New financial mechanisms are needed to link global finance to small-scale, low-carbon energy assets
Financial aggregation can help address the triple threat of climate change, environmental degradation, and social inequalities
Posted June 30, 2022
NEW YORK - Linking Global Finance to Small-Scale Clean Energy, a new report released by UNDP's Climate Aggregation Platform today, finds that financial aggregation remains nascent in the distributed renewable energy sector. Still, it holds tremendous potential to enable global capital markets to finance energy access in developing countries because of the growth potential and rapid evolution of this sector.
"Financial aggregation has the potential to unlock new sources of capital investment for distributed renewable energy projects and businesses in developing countries," said Stefanie Held, Director of the Sustainable Energy Hub at UNDP. "Leveraging best practices from developed markets to fast-track the use of financial aggregation in developing countries will help unlock the much-needed finance for small-scale distributed energy projects."
Markets for financial aggregation require innovation and time to reach maturity, viability, and scale; a typical financial aggregation transaction is complex, involving numerous steps and multiple stakeholders.
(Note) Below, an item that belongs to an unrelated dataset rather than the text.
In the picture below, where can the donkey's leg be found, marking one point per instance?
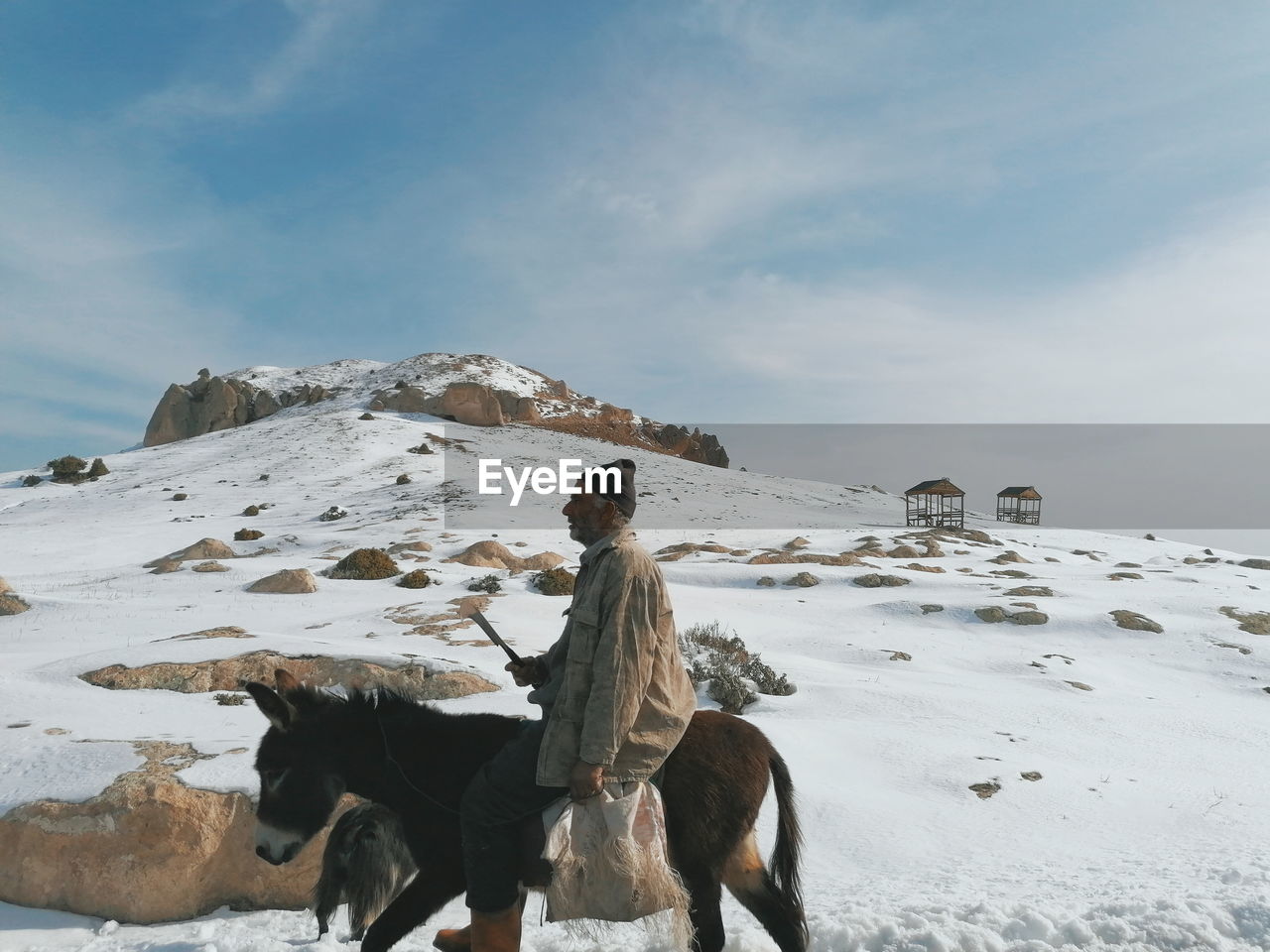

Complementary de-risking mechanisms such as concessional financing, guarantees, subsidies, or tax- exemptions, to name a few, are required before financial aggregation can unlock financing at scale towards energy access.
"Addressing the barriers highlighted in this report and supporting the structuring and deployment of innovative financial mechanisms such as aggregation, could help increase access to, and lower the cost of financing for energy companies” " said Eduardo Appleyard, Project Coordinator of Climate Aggregation Platform. – a Global Environment Facility (GEF) - funded project to promote the scale-up of financial aggregation for small-scale clean energy in developing countries.
While the report predominantly focuses on Sub-Saharan Africa, the findings broadly apply to all developing regions, especially those with underdeveloped financial markets.
The development of this report was led by the UNDP, prepared by experts from the Climate Bonds Initiative and includes an extensive literature review and dozens of interviews with relevant stakeholders, both from the product (sell) and finance (buy) sides.